A better definition of done
For regulated, AI-assisted products, done should mean more than:
- the feature works
- the user flow is complete
- the UI looks polished
- the first customer is live
Done should mean:
- authorization tests pass
- hostile-path tests pass
- audit logs are verified
- anomaly alerts are verified
- incident response and escalation paths are documented
- the system cannot ship without rerunning the relevant negative checks
That is not bureaucracy for its own sake.
That is what maturity looks like when real people can be harmed.
Closing thought
We should absolutely celebrate what AI is making possible.
Tiny teams can now build systems that once required large organizations and deep budgets. That matters. It opens doors. It creates opportunities. It allows experimentation that would have been out of reach even a few years ago.
But in regulated fields, speed is not the finish line.
Speed gets you to the starting line faster. Trust still has to be earned the slow way, through layered controls, repeated testing, transparent operations, and the humility to assume that a functioning MVP is only the first draft of a safe system.
That is the mindset shift.
Not anti-AI.
Not anti-speed.
Just grown-up enough to know that, in some domains, the hard part starts after the demo.

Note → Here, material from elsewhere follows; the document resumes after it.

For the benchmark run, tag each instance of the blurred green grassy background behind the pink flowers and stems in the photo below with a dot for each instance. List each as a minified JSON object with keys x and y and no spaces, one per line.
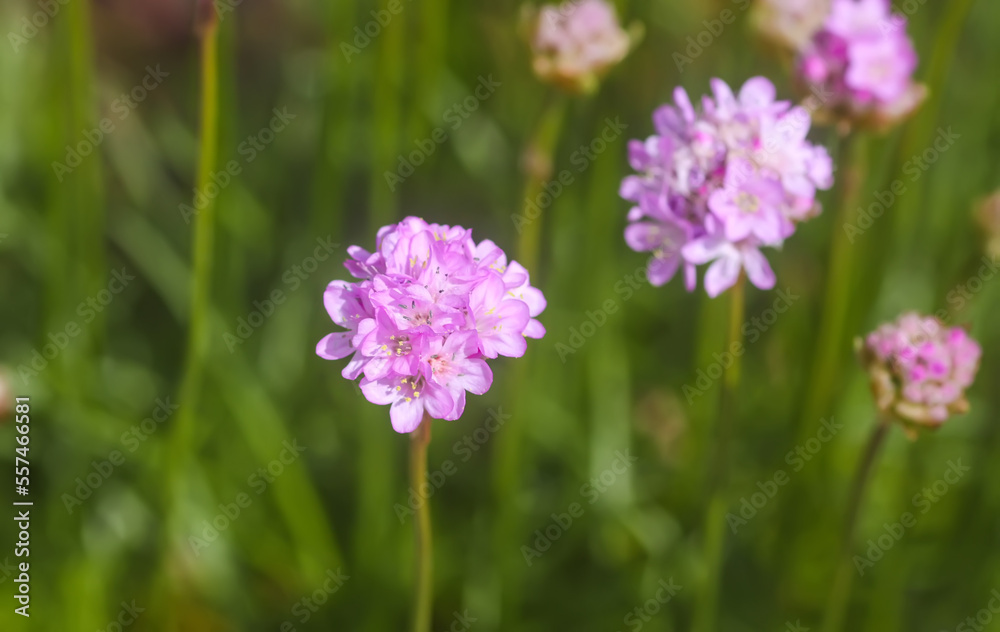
{"x":315,"y":471}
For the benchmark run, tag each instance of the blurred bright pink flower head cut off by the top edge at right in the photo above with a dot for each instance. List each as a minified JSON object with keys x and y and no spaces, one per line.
{"x":864,"y":60}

Potential skills, agents, and tools to add to our toolkit
This is here to spark ideas, not to serve as the permanent home for these concepts.
| # | Idea | Spark |
|---|---|---|
| 1 | Permission Matrix Generator | Converts roles, object types, ownership rules, and workflow states into a machine-readable authorization matrix for implementation and testing. |
| 2 | Negative Test Case Generator | Reads APIs, routes, or code and produces adversarial tests for unauthorized access, enumeration, replay, stale links, and role misuse. |
| 3 | Synthetic Regulated Data Factory | Generates realistic but safe test data sets with patients, providers, claims, merged accounts, archived records, and messy edge cases. |
| 4 | Tripwire Record Seeder | Plants honey records and decoy assets in test environments so unexpected access becomes visible fast. |
| 5 | Browser Mutation Harness | Captures normal browser and API traffic, then mutates identifiers, sessions, tokens, and requests to probe for leakage. |
| 6 | Contract-to-Test Compiler | Turns endpoint contracts, permission declarations, and sensitivity tags into required negative tests and audit-log checks. |
| 7 | Audit Log Quality Checker | Reviews logging to confirm events are recorded, correlated, searchable, and useful for incident response without oversharing. |
| 8 | Anomaly Rule Recommender | Suggests and simulates alert rules for probing, abnormal exports, repeated failures, and unusual cross-record access. |
| 9 | Adversarial Prompt Pack for Coding Agents | Uses prompts and review personas to push coding agents toward regulated edge cases, auditability, and hostile misuse thinking. |
| 10 | Security Regression Council | Combines multiple models and rule-based checks to review releases for access-control, logging, privacy, and disclosure regressions. |
| 11 | Incident Readiness Simulator | Rehearses scoping, evidence preservation, escalation, legal handoff, communications, and reporting after likely exposures. |
| 12 | Definition-of-Done Policy Enforcer | Blocks deployment until regulated-field checks such as authorization coverage, audit logging, anomaly detection, and playbook readiness pass. |
| 13 | Regulated-System Architecture Reviewer | Flags risky design patterns early, including weak object ownership, admin boundary problems, sensitive logging, and poor segregation. |
| 14 | Disclosure Readiness Checklist Builder | Maps likely incident types to the evidence, stakeholders, timelines, and communications needed if exposure occurs. |
| 15 | Trust Boundary Mapper | Visualizes where identities, tokens, objects, permissions, and regulated data cross services, vendors, workflows, and roles. |
These are not just coding aids. They are maturity aids.
And increasingly, that may be where the real value lives.